The jury is still out on today’s object. I have had differing opinions on the authenticity of these first field dressings. Some have said that they are replicas from the 1980s, whilst others have suggested that they are an early post-WW1 contract for a either a civilian user or a country such as the Irish Free State. Either way they are a good exemplar of World War One dressings so worth considering:
Each field dressing packet contains two individual dressings, one to cover the entry wound and another to cover the exit wound from a bullet:
These are packaged within a printed cloth wrapper:
A cloth tape is provided at one end to allow the stitching to be ripped apart to access the bandages within:
What makes these dressing different from the Second World War models is that between the two bandages is a small cardboard tube containing a glass ampule of iodine, protected by a small piece of horse hair:
This cardboard tube is wrapped in grease proof paper and printed under this are instructions in using the iodine:
The first field dressing dated back to the Boer War and the Iodine was included early in the war, but was later dropped
Iodine ampoules containing 30 minims of tincture of iodine were introduced in the early days of the war for use in conjunction with the first field dressings which contained gauze impregnated with 2 per cent. to 3 per cent. by weight of double cyanide of mercury and zinc.
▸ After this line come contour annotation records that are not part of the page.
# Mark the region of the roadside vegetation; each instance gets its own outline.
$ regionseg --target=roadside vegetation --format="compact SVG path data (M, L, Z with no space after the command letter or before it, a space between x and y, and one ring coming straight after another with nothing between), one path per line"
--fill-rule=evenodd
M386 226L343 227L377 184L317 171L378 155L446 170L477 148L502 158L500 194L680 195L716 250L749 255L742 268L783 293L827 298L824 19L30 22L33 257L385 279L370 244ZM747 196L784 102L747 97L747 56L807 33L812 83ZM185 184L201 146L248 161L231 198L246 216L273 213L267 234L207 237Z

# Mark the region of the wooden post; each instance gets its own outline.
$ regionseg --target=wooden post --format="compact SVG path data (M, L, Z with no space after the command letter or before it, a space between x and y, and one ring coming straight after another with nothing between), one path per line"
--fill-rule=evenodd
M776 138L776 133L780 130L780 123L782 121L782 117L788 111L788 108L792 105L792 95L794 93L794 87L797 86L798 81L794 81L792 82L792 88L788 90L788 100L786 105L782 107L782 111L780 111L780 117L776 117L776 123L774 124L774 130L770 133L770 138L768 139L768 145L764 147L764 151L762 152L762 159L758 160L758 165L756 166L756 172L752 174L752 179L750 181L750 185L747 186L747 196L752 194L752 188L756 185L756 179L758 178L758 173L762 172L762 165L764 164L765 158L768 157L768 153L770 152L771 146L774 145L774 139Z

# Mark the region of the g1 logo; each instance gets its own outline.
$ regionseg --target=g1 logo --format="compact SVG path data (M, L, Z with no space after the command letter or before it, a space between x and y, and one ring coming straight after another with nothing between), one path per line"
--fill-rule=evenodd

In July 1917, however, it was represented from France that the consulting surgeons there were of the opinion that the addition of iodine to the first field dressings served no useful purpose, and caused blistering of the skin in many cases when used in conjunction with cyanide gauze. Consequently, after careful consideration of the whole question in all its aspects by the consulting surgeons at home and abroad, it was decided to abolish the use of the iodine ampoule in conjunction with the first field dressing.